By Stuart Gaffney and John Lewis–
“To say we are disappointed would be an understatement.” So read the tweet from a leading Kenyan LGBTIQ rights group minutes after a Kenyan court announced last week that it was delaying until late May issuance of its much-anticipated ruling about the constitutionality of Kenya’s law criminalizing same-sex sexual activity.
Expectations for a favorable ruling in February had been high prior to the announcement. The Nairobi News reported that many LGBTIQ people turned out to be present in the courtroom when the hoped-for ruling was to have been announced. They “were all dolled up with makeup and wigs as dapper partners suited up and wore bow ties for the occasion.” People hugged each other, and couples held hands as they entered the courtroom. Author and activist Denis Nzioka tweeted: “Splash of color, fierceness, and beauty as LGBTIQ members showed up” for court.
At issue in the case is the constitutionality of Sections 162 and 165 of the Kenyan Penal Code, which subject LGBTIQ Kenyans to a 14-year prison term for penetrative sexual activity and gay men to 5 years in prison for other sexual activity—even in the privacy of their own homes.
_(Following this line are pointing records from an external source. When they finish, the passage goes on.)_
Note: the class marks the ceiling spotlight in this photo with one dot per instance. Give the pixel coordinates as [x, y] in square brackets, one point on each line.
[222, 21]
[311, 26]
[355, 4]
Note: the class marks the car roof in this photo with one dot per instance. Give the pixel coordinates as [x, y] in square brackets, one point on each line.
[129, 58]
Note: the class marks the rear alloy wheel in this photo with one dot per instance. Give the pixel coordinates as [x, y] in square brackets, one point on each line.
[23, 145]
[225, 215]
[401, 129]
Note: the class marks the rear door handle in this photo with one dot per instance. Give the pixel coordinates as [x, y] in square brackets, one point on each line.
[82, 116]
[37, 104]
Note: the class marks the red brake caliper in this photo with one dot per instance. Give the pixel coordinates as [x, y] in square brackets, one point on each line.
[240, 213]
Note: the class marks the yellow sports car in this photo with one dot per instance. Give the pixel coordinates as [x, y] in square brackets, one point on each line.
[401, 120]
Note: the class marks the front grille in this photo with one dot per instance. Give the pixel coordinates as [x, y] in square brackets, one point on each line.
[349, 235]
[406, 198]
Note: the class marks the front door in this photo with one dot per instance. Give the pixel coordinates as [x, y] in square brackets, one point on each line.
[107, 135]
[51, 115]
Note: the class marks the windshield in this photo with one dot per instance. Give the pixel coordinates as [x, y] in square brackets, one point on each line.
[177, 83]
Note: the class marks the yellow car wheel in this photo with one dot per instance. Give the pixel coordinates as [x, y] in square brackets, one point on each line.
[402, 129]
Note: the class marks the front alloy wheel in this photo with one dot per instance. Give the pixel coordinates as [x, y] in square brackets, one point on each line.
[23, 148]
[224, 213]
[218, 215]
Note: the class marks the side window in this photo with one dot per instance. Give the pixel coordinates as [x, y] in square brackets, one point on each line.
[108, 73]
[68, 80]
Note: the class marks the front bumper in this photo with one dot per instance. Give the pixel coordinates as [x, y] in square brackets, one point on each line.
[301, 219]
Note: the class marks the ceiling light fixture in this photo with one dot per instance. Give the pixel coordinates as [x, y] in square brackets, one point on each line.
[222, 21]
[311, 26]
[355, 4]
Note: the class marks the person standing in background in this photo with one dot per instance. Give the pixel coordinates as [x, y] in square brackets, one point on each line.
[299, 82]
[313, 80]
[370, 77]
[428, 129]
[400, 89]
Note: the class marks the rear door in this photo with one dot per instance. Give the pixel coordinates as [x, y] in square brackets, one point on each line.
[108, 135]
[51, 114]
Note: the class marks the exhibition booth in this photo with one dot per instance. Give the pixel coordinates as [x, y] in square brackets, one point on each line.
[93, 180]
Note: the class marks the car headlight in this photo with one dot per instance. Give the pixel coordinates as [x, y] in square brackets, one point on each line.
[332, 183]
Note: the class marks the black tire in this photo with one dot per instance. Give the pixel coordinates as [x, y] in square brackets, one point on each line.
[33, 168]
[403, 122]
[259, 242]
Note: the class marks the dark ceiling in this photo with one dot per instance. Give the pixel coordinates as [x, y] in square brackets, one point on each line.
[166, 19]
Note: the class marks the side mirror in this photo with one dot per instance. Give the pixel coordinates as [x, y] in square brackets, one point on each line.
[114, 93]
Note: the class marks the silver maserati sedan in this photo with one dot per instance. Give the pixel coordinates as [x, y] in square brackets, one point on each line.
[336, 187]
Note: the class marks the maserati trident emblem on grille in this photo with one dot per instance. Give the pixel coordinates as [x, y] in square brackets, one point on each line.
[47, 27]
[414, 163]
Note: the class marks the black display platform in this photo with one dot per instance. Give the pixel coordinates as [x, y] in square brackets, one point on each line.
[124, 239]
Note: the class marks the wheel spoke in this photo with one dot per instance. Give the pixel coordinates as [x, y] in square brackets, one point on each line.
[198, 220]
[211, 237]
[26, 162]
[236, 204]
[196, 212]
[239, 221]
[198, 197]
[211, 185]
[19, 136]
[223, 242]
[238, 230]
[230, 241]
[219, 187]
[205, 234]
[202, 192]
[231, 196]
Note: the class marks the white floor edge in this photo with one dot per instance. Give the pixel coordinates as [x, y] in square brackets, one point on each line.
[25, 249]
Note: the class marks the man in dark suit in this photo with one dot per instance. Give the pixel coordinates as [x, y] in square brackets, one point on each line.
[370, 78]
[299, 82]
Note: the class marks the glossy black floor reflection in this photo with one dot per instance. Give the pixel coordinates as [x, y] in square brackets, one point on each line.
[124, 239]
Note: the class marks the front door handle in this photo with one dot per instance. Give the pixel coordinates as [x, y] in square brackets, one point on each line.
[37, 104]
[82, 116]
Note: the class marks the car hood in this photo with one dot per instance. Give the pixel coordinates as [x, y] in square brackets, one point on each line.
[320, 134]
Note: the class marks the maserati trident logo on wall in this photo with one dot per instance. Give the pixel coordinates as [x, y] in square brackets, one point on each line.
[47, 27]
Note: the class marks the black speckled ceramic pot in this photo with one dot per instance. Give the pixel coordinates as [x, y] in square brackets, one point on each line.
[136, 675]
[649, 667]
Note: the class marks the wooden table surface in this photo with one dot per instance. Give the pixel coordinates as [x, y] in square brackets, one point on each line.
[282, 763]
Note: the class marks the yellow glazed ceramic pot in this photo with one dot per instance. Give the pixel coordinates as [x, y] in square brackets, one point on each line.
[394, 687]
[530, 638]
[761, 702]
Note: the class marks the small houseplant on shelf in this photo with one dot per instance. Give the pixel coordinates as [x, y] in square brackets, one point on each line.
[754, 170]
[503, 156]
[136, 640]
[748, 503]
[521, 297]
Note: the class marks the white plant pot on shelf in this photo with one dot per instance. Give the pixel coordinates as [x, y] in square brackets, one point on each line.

According to Reuters, the Kenyan government arrested 534 LGBTIQ people under these laws from 2013 to 2017. The effect of the law’s sanctioning discrimination, hostility and violence against LGBTIQ Kenyans is far wider. One person described on Twitter: “What irks me is that homophobes will threaten my life and still get to go home to their families. Meanwhile my family & friends will worry for days that something bad will happen to me … .”
Kenyan LGBTIQ activists emphasize how the British government originally imposed the law on Kenya in 1930 during its colonial rule of the country. Author Shailja Patel tweeted before she entered the courtroom last week: “We’re here. Ready to overturn 89 years of colonial homophobia.” The British modeled the Kenyan law on a similar law it enacted in India back in 1860. Similar British colonial era criminal statutes became law in many of its colonies, including the present day African countries of Botswana, The Gambia, Ghana, Lesotho, Malawi, Mauritius, Nigeria, Seychelles, Sierra Leone, Somalia, Swaziland, Sudan, Tanzania, Uganda, Zambia and Zimbabwe.
The post-colonial Kenyan government has retained the law, and President Uhuru Kenyatta last year stated that homosexuality was currently “not acceptable” to “the people of Kenya” and “not an issue of human rights.” But the Kenyan LGBITQ community continues to fight back, by underscoring the law’s colonial roots. Writer Magunga JaKaruoth tweeted to the law’s proponents: “You inherited cruel laws from colonialists who went back to their country and changed them, yet you still cling on to them.”
In the face of such adversity, many LGBTIQ Kenyans have forcefully and eloquently stood up for love, equality and personal dignity and security. One activist explained on television: “I am someone’s daughter; I am loved from where I come from as a Lesbian, and I would want my fellow Kenyans to love us as we are because (we are) just like any other Kenyan.” Another person tweeted: “I am queer. I am femme. I am Kenyan. I am everything and yet I am made to feel like nothing. My love is not a phase. My love is not a sin. My love does not make me less of a human.”
Another activist spoke of the hypocrisy he perceived on the part of some Christians: “Whenever gay rights are brought up, every [C]hristian that drinks, smokes, fornicates, steals, covets, curses and uses God’s name in vain, is suddenly concerned with what the Bible says and permits.” Other advocates spoke of how sections 162 and 165 interfere with “providing healthcare services to the LGBTIQ community” and the country’s “achievement (of) global health targets outlined” by the government.
The personal toll that Sections 162 and 165 exact on all LGBTIQ Kenyans cannot be overstated. As one person put it: “[W]e are tired of the stigma, the blackmail, the threats, the struggle to live.” Sections 162 and 165 mean “you’re either out and scared for your life” or you’re “quiet and suffocating.”
Last year, the Indian Supreme Court overturned that nation’s anti-gay criminal statute dating back to 1860, holding that criminalizing a person’s “right to love” is “profoundly cruel and inhumane.” This month, a court in Botswana will hear a challenge to its similar law. The forthcoming ruling from the Kenyan court in May will be subject to appeal to an intermediate appellate court and the Kenyan Supreme Court, but its impact may ultimately be felt across the continent. As these cases unfold and activism and public education continue, activist writer Giramata wrote on Twitter:
“To my queer Kenyan friends,
Whose work I will never take for granted
Whose organizing will never go unnoticed
Whose love for community fuels me
Whose love of self holds me
I stand with you,
today and always!”
So do we.
John Lewis and Stuart Gaffney, together for over three decades, were plaintiffs in the California case for equal marriage rights decided by the California Supreme Court in 2008. Their leadership in the grassroots organization Marriage Equality USA contributed in 2015 to making same-sex marriage legal nationwide.